My question is, what about inventors? The person who came up with the couch, wheel, table, iPod? Does an "inventor" as such even exist?
Looking at it in the "Platonic world", I do believe that an inventor does exist, to a certain extent. Yes, it is true that that which the inventor creates may not exist in nature, and therefore that object itself may not have a form in the realm of forms, but what that object represents does.
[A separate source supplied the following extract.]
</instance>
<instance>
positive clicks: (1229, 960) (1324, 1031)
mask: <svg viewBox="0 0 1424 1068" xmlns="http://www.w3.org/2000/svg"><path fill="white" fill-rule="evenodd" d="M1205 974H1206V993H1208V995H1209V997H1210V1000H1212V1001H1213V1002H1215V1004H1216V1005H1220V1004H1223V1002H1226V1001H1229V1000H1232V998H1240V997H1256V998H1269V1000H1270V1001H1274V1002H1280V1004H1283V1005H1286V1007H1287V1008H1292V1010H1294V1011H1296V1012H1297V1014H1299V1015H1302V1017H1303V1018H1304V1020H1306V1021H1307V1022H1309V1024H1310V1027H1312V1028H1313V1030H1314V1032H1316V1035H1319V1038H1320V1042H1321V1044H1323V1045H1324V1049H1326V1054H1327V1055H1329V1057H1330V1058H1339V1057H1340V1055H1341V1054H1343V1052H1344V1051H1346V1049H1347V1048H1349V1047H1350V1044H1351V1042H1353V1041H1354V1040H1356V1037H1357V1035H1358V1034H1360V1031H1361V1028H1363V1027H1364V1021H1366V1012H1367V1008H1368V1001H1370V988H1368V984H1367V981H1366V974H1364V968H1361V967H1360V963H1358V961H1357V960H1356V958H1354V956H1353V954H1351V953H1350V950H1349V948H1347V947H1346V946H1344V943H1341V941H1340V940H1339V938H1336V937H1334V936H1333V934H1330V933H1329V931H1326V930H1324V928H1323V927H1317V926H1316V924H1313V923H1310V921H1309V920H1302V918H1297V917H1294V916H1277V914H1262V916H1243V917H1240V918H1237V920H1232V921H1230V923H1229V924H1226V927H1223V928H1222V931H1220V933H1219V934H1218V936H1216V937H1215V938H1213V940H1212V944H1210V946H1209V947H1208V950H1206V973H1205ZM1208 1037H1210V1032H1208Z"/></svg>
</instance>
What I mean by this is that what that object may be used for or its importance to the one inventing is not a creation of the inventor. Take the couch, for example. While the couch itself has no essence in the realm of forms, exhaustion does, and sleep does, these things with which a couch is used for and associated with. What causes the inventor to make the couch? The necessity for rest and to sleep to overcome tiredness and exhaustion. These necessities of man are found in nature, and therefore are a creation of the gods, and because of these characteristics that humans possess due to the gods, they must create objects like the couch, the wheel, the table, the iPod in order to accomplish these god-given things.
So in this sense, an inventor does and doesn't exist. He creates that which he needs in order to comply with these things such as exhaustion, or a place to satisfy hunger (table), or the desire to listen to music (iPod) out of his own mind, but these objects are just imitations of these desires and needs that the inventor has. His creation is his own, but what it represents is not.